Extending this approach to CRC the clustering divided into three main branches (Fig. S7B) corresponding to the primary features of the consensus molecular subtypes. However, the network modules again illustrated heterogeneity within these primary branches. This remained evident after separation by mutational load. Notably a subset of highly mutated CRC was identifiable as deficient in immune and EMT/angiogenesis module expression (Fig. S8B).
Thus, MEVs can be employed to capture both primary features related to existing consensus/intrinsic classes alongside features of gene expression across the wider characteristics of a cancer type.

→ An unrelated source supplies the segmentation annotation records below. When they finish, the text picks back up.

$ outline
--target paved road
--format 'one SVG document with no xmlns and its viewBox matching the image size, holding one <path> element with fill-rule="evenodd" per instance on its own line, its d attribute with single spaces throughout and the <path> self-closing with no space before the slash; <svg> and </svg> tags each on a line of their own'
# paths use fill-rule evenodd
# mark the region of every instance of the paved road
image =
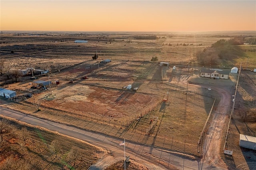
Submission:
<svg viewBox="0 0 256 170">
<path fill-rule="evenodd" d="M 124 146 L 118 145 L 122 141 L 121 139 L 41 119 L 31 115 L 26 115 L 2 107 L 0 107 L 0 113 L 1 115 L 21 122 L 84 140 L 104 148 L 111 154 L 103 158 L 98 163 L 92 166 L 90 169 L 102 169 L 118 159 L 124 159 Z M 182 170 L 202 170 L 209 168 L 208 165 L 201 163 L 200 160 L 193 160 L 182 154 L 127 141 L 126 141 L 126 156 L 130 156 L 131 159 L 142 163 L 150 169 L 173 169 L 174 166 Z"/>
</svg>

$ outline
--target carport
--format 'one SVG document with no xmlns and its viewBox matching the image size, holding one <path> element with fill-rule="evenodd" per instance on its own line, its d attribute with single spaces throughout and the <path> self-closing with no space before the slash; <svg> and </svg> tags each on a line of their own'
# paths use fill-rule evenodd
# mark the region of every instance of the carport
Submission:
<svg viewBox="0 0 256 170">
<path fill-rule="evenodd" d="M 50 87 L 52 83 L 51 81 L 44 81 L 42 80 L 38 80 L 32 82 L 32 87 L 39 86 L 41 88 L 46 89 L 48 87 Z"/>
</svg>

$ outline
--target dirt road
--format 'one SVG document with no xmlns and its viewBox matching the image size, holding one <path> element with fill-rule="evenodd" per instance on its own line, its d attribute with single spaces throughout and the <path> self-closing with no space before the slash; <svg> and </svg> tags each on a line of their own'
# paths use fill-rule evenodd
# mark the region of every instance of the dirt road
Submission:
<svg viewBox="0 0 256 170">
<path fill-rule="evenodd" d="M 178 83 L 184 87 L 188 85 L 190 88 L 209 88 L 209 85 L 187 84 L 184 82 L 181 81 Z M 208 134 L 205 136 L 205 140 L 210 142 L 204 146 L 204 154 L 200 163 L 208 164 L 208 168 L 216 169 L 218 167 L 227 169 L 227 166 L 221 158 L 220 154 L 223 149 L 223 140 L 230 114 L 232 95 L 229 87 L 211 85 L 210 88 L 218 93 L 220 100 L 216 107 L 216 109 L 212 113 L 214 115 L 214 121 L 210 126 L 210 129 L 208 130 Z"/>
<path fill-rule="evenodd" d="M 108 154 L 90 169 L 104 169 L 124 158 L 124 146 L 119 145 L 122 141 L 122 139 L 42 119 L 6 108 L 1 107 L 1 114 L 82 140 L 106 150 Z M 208 167 L 206 164 L 200 164 L 200 160 L 182 154 L 171 152 L 126 140 L 126 156 L 130 156 L 131 160 L 146 166 L 150 170 L 198 170 L 205 169 Z"/>
</svg>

Network modules show distinctive mutational associations in BRCA and CRC
To integrate module expression with gene mutation we first considered BRCA as a single entity. This demonstrated a primary division of enrichment or anti-enrichment of TP53 versus CDH1, PIK3CA, GATA3, MAP3K1, KMT2C and NCOR1 mutation (Fig. 6A). TP53 mutation positively correlated with the cell cycle and basal modules, and some chromosomal regional modules. Cell cycle as well as the immune response and IFN modules were additionally distinguished by a positive association with diverse additional mutational targets. The luminal, EMT, angiogenesis and related modules were significantly anti-correlated with TP53 mutation and positively associated with combinations of mutations in CDH1, PIK3CA, GATA3, MAP3K1, KMT2C and NCOR1.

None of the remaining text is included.